I’ll admit it. I am a liar. This blog is filled with deception. I’ve lied about my name, my location, my career and my kids.
Maybe you’ll forgive me. Maybe you’ll stop reading. Maybe you’ll point fingers and say that I just can’t be trusted with anything. Hey, it’s your prerogative to form your own opinion of me.
But it won’t really matter. I’ll continue to lie. Because I have people to protect and my lies enforce my anonymity.
My family also deserves their privacy – my kids, my friends, my sisters, my late father, even Husband #2. I write as a liar so I can be open about my feelings and still keep things quiet on the home front.
Yes, I am a mother. I am going through my second divorce. I’ve been left now by two husbands. Those pieces are true. It’s also true that I imagined, for a very brief moment, killing my first husband as he confessed his affair. My telling you that I want sex is true. Indications that I’m healing and struggling at the same time? Also true.
My countdown to the end continues and it’s sadly true that I still miss Husband #2, even after 8 months of silence and knowing he’s not the right man for me. But what I really miss is the false personae he presented during our time together. His words, not mine. I still believe in the guy who used to be here, but I understand now that guy didn’t really exist. And on the Divorce Day, I’ll raise my hand and honestly say that I don’t want to get divorced from Husband #2, and run the very real risk that he’ll call me needy, codependent, and whatever else is in his arsenal.
Without my secret identity, I wouldn’t be this open. How personally embarrassing would it be to let the public at large know that I was duped, blind, naïve, in denial? That I’m a smart cookie in everything except for love? I might as well put a want-ad on Craig’s List saying “Cheaters, Fakers, and Nigerian Princes Wanted”. I can weed out the jerks but I can’t weed out the pretenders.
So when asked how Husband #2 is doing, I’ll smile and answer, “He’s doing great,” because he probably is doing very well. And that’s another truth I’ll share here, I have no inflated visions of what I meant to him. It’s painful to say that out loud to my friends, but I can type it here because this is where I pour out my heart.
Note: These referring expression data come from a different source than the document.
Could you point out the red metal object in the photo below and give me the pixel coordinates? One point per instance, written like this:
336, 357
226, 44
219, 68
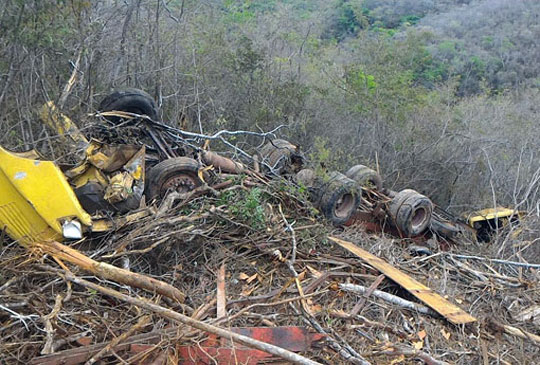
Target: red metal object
213, 351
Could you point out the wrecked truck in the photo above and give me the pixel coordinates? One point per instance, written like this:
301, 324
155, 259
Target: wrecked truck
105, 189
41, 200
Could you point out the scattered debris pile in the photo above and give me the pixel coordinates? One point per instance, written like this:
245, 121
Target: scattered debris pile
242, 269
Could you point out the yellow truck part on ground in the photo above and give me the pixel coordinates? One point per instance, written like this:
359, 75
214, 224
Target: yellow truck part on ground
36, 198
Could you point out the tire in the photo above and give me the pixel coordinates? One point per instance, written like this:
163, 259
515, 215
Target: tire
410, 212
132, 101
179, 174
365, 177
282, 156
339, 198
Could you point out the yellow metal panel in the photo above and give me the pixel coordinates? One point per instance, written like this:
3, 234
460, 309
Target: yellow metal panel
492, 213
18, 218
448, 310
35, 194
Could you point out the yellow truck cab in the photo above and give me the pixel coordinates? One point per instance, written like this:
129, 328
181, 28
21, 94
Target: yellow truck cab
486, 222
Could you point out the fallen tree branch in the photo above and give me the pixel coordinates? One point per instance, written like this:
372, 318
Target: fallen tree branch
48, 348
170, 314
108, 271
421, 355
359, 289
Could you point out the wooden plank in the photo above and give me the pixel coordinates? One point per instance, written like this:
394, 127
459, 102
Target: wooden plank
433, 300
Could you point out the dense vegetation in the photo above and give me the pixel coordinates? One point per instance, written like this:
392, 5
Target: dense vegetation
441, 95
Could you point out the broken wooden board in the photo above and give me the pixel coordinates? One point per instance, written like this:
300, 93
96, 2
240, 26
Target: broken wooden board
442, 306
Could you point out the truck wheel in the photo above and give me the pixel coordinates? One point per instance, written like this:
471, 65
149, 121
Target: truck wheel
179, 174
132, 101
411, 212
339, 198
282, 156
365, 177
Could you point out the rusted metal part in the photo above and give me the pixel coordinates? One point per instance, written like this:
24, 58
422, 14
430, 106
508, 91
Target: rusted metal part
181, 183
296, 339
223, 163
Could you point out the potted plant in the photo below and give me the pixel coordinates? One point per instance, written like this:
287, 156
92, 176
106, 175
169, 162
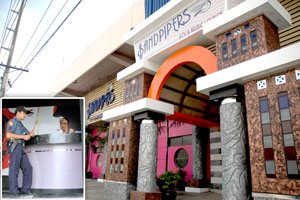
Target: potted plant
167, 182
181, 183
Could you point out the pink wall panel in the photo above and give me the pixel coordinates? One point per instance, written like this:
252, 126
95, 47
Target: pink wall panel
175, 131
93, 162
94, 168
171, 161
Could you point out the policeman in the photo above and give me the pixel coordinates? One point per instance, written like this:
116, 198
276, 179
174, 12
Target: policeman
17, 133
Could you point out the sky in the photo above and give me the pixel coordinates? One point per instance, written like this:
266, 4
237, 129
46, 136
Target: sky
85, 25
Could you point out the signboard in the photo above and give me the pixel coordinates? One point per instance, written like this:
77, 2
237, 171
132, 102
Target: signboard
97, 104
188, 21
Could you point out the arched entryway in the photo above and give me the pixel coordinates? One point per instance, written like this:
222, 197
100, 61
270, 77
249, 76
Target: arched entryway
175, 83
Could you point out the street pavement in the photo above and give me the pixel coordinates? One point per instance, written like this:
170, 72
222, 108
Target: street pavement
95, 191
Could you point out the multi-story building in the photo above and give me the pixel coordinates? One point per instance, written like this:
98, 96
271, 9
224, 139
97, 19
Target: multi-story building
210, 87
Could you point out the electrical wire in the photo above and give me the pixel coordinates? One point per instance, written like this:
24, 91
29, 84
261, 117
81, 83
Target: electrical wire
5, 36
44, 33
33, 33
5, 29
6, 21
27, 66
10, 21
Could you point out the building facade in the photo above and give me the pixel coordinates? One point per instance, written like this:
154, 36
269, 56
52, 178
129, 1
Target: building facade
210, 87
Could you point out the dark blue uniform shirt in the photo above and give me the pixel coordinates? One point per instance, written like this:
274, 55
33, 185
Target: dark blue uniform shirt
16, 126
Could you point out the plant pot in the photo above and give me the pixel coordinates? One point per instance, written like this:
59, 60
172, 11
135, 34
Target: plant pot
168, 194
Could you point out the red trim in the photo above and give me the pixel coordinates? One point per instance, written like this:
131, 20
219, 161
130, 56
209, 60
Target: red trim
192, 54
193, 120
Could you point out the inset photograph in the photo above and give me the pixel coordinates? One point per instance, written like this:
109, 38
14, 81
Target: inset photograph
42, 148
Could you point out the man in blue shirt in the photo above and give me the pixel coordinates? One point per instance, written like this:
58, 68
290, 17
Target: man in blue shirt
17, 134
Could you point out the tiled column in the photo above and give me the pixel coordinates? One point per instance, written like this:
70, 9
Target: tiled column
199, 180
147, 157
198, 161
104, 159
233, 134
147, 164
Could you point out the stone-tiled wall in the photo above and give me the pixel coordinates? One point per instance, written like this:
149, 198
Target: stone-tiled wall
260, 183
216, 160
129, 160
137, 87
267, 39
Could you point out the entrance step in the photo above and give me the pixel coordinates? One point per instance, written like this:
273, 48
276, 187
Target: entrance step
196, 190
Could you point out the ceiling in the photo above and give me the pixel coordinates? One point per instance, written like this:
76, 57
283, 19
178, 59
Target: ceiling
180, 90
101, 73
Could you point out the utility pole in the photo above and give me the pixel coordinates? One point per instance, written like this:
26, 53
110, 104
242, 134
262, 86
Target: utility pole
11, 51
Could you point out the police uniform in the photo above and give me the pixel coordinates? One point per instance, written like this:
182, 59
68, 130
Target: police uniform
18, 159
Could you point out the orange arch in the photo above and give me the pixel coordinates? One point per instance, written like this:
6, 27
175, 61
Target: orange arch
196, 54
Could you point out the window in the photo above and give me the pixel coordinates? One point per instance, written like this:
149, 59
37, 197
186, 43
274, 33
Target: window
244, 44
99, 161
288, 137
254, 40
267, 137
233, 48
181, 158
225, 52
178, 141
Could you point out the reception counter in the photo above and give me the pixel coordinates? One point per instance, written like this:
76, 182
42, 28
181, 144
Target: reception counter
57, 161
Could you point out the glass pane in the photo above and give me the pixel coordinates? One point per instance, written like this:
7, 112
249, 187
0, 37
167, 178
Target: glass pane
187, 140
267, 142
288, 140
290, 153
225, 51
126, 93
286, 127
264, 106
134, 90
139, 88
99, 161
181, 158
270, 167
269, 155
175, 141
266, 129
292, 167
265, 118
285, 114
283, 102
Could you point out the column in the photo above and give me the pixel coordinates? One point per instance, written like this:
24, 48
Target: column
147, 164
147, 157
104, 158
234, 162
198, 161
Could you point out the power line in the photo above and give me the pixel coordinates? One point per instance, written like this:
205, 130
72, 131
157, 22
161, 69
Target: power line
45, 33
27, 66
8, 27
6, 21
33, 33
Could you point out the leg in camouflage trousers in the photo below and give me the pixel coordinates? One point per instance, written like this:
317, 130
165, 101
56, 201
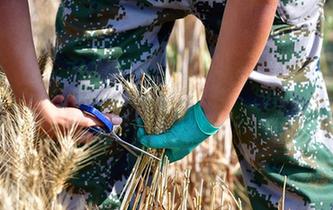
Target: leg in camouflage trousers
281, 121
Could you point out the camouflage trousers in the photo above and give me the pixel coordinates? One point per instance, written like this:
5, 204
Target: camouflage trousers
281, 122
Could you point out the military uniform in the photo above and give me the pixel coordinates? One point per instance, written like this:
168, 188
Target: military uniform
281, 122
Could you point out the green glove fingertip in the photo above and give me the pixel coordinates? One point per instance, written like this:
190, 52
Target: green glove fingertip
203, 123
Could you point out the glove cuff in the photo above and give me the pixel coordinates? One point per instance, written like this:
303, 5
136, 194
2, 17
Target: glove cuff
203, 123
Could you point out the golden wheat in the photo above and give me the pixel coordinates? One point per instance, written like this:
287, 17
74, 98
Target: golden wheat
34, 169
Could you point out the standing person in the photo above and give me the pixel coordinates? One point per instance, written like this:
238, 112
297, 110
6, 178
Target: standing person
281, 120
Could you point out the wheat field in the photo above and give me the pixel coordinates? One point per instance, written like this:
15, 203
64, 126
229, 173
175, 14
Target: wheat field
213, 168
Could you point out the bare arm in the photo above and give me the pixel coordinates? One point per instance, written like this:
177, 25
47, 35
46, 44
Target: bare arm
18, 58
243, 35
17, 54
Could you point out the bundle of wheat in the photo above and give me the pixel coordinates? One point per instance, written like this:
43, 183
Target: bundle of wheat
149, 186
33, 167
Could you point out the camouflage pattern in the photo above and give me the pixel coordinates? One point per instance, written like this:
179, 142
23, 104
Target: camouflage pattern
282, 123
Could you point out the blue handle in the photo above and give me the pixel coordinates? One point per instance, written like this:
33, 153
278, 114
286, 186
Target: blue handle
108, 126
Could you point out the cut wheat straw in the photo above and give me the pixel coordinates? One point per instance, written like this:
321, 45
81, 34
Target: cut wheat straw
149, 186
34, 169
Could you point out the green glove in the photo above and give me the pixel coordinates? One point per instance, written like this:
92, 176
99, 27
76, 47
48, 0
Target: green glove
187, 133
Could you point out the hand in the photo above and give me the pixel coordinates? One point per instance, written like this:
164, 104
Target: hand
52, 115
187, 133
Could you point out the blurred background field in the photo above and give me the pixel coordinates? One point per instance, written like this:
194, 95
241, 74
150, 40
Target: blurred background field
188, 63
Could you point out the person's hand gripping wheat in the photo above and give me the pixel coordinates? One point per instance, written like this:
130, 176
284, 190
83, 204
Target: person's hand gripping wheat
242, 38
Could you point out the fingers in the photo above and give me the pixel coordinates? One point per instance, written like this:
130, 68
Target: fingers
58, 100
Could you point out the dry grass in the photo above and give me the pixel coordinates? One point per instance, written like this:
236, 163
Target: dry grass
34, 169
188, 60
149, 185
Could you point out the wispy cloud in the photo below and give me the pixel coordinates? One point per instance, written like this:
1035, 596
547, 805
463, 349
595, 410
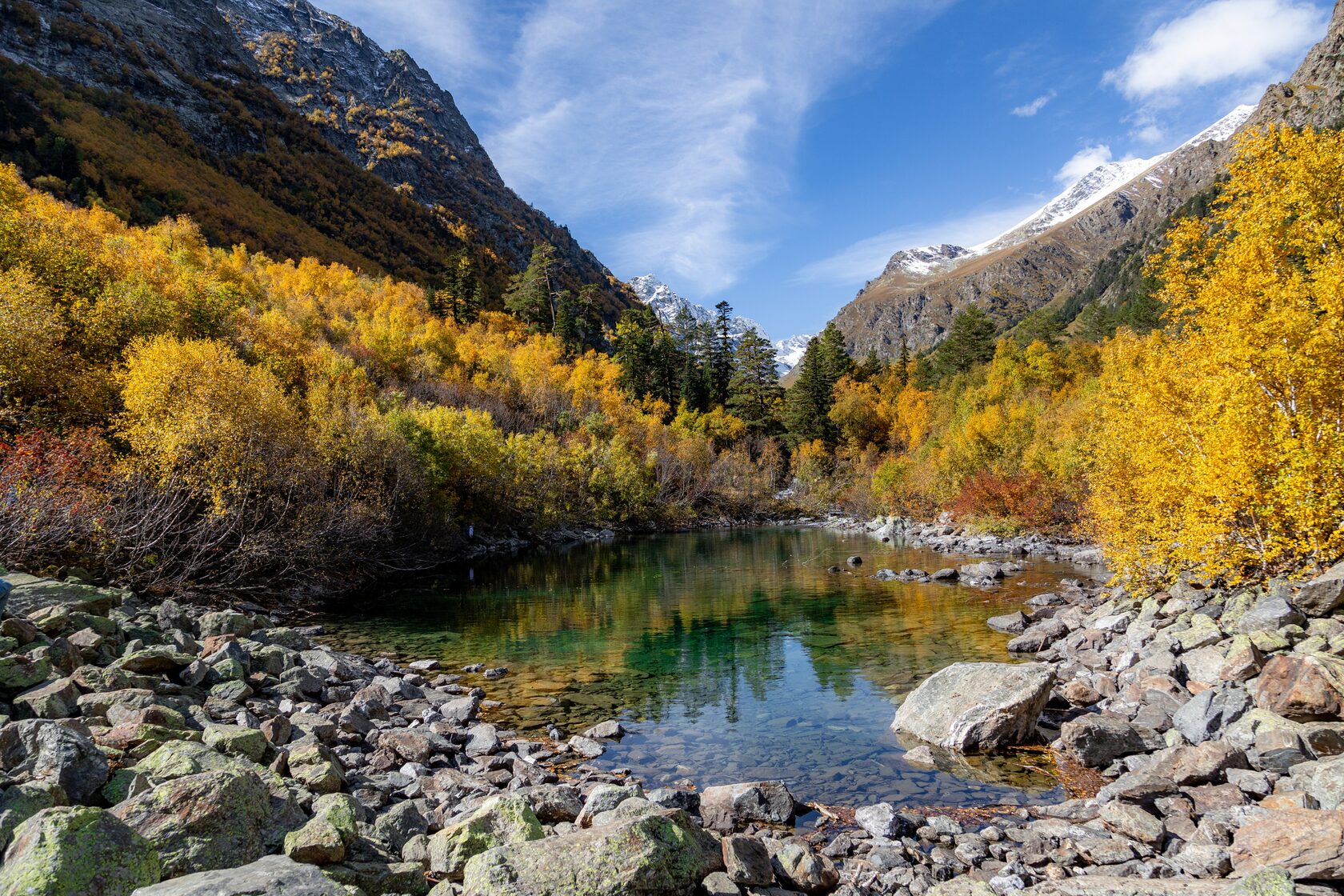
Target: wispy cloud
1218, 42
866, 258
1082, 163
676, 117
1030, 109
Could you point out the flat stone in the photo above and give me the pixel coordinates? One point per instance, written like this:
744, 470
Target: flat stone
974, 707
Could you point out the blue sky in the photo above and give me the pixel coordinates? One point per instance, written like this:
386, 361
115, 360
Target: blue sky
776, 152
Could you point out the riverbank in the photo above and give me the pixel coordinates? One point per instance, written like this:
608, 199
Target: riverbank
1213, 716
Yes, I miss him terribly. Yes, I’m happy he’s gone. Yes, I’m getting ready to date again. Yes, I wrestle with a pending divorce. Yes, I put down a boundary as to what being married meant to me. For all of you who wonder what’s real, I can tell you with a straight face, the feelings, the failures, the successes, the small steps, those things are absolutely true.
Because I am shrouded by my cloak of invisibility I let my heart hang out.
And that’s the truth.
Pembroke says
I’m writing completely anonymously as well and can relate to everything you said.